After the Civil War, the company's arms sales initially declined severely, Faced with impending fiscal ruin in the initial years after the war, the original partnership was folded, with a new joint-stock company bearing its same name being founded incorporated in 1865. Remington was again made president of the reincorporated company. To compensate for decreased firearms sales after the Civil War, the company branched into the manufacture of additional products, including agricultural tools, typewriters, and sewing machines. Remington was active when the firm won the contract to manufacture what was then known as the Sholes and Glidden typewriter on March 1, 1873. In the 1870s, the company developed a reputation for fostering invention beyond just firearms, and employed many inventors. During the 1870s and 1880s, there were periods where the company averaged four new patents per week. Remington personally fostered invention in the company, hearing pitches from inventors at his personal residence where he would decide whether the company would greenlight their ideas. The company's armory operation would help in setting-up the patenting and production of greenlit products.

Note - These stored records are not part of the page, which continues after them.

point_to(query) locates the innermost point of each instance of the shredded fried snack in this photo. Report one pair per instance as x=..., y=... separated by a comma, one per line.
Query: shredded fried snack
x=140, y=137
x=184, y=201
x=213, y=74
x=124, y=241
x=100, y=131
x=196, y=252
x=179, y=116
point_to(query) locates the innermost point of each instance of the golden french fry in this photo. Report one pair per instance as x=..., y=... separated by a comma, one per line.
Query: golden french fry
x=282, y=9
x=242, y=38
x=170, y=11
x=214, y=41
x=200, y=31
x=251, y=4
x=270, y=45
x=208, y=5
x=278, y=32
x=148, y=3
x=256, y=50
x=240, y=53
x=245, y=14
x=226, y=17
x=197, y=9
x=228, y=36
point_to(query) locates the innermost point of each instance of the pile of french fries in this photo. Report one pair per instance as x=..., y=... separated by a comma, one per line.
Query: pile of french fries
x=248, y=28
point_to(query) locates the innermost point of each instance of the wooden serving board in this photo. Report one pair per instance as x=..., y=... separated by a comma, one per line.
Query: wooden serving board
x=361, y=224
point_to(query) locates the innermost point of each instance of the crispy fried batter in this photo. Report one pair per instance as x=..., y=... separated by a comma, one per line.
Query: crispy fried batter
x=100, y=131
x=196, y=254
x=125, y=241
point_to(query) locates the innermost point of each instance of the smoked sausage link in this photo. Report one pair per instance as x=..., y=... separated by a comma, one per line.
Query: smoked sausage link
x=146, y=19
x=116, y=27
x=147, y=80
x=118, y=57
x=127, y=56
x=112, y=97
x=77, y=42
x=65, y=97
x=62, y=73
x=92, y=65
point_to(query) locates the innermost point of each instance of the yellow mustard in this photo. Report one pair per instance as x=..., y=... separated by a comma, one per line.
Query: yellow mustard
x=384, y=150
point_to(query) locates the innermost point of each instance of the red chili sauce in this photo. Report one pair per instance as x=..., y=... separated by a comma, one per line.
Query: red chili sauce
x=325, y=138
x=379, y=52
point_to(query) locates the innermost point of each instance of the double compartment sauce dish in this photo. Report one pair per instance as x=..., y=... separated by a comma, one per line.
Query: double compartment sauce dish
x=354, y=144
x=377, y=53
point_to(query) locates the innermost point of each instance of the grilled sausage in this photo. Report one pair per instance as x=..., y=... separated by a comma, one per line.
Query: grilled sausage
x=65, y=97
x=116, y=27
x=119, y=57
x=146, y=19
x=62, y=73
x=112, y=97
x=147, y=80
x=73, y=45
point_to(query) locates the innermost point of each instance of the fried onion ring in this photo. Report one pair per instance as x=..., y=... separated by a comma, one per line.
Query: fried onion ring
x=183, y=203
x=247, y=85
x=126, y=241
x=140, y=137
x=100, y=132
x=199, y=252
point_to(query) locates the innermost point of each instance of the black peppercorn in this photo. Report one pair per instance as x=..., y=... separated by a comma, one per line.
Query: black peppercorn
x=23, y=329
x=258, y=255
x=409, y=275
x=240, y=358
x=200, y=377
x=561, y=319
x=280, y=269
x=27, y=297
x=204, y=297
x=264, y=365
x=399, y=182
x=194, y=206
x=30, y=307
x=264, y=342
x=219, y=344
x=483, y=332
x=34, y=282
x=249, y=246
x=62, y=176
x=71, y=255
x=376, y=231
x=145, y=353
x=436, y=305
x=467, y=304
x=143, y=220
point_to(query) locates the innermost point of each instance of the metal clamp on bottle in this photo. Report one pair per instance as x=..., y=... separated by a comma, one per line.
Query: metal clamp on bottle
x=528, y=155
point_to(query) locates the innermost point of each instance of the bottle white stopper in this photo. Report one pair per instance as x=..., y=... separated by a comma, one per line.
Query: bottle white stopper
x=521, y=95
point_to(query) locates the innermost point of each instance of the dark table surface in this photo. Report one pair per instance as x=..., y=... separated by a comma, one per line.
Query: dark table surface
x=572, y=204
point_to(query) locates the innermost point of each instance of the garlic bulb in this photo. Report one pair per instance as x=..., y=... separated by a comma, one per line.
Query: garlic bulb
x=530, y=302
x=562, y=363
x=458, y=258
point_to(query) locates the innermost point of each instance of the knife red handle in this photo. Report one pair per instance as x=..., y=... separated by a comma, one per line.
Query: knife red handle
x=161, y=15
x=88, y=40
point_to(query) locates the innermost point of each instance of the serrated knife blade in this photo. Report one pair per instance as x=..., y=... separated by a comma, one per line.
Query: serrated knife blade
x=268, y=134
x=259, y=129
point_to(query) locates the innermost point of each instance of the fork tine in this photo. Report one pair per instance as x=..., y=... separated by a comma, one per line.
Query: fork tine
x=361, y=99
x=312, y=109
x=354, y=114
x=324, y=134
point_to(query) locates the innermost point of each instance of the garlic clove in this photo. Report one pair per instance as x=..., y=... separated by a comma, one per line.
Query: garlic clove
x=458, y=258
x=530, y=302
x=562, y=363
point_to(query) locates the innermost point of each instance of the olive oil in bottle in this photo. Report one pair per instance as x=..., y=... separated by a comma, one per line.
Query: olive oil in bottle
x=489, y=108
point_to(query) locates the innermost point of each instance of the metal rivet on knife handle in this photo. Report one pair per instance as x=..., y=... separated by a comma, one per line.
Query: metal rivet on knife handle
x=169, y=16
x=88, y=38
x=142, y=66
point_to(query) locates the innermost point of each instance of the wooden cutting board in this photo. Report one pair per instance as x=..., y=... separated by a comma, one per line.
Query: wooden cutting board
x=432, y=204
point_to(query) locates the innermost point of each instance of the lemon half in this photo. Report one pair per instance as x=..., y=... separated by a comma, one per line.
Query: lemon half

In addition to his work in business, Remington was also the president of the village of Ilion, New York, for 20 years. Remington retired from business in 1886. Remington's brother Samuel died in December 1882, leaving Philo and Eliphalet III the two surviving brothers. A failure by E. Remington & Sons. company to meet their obligations to creditors in 1886 saw Philo and Eliphalet III go from ranking among the wealthiest men in American to being of meager wealth.

==Personal life==
Remington married Caroline A. Lathrop of Syracuse on December 28, 1841. They had two daughters, Ida R. and Ella. His daughter Ida married Watson C. Squire. He was an advocate for temperance.

Remington and his brother Eliphalet III donated land that was used for the construction of the campus of Syracuse University. Combined, he and his two brothers gave $250,000 to the university in its early organization.

Remington died of bilious fever on April 4, 1889, while in Silver Springs, Florida.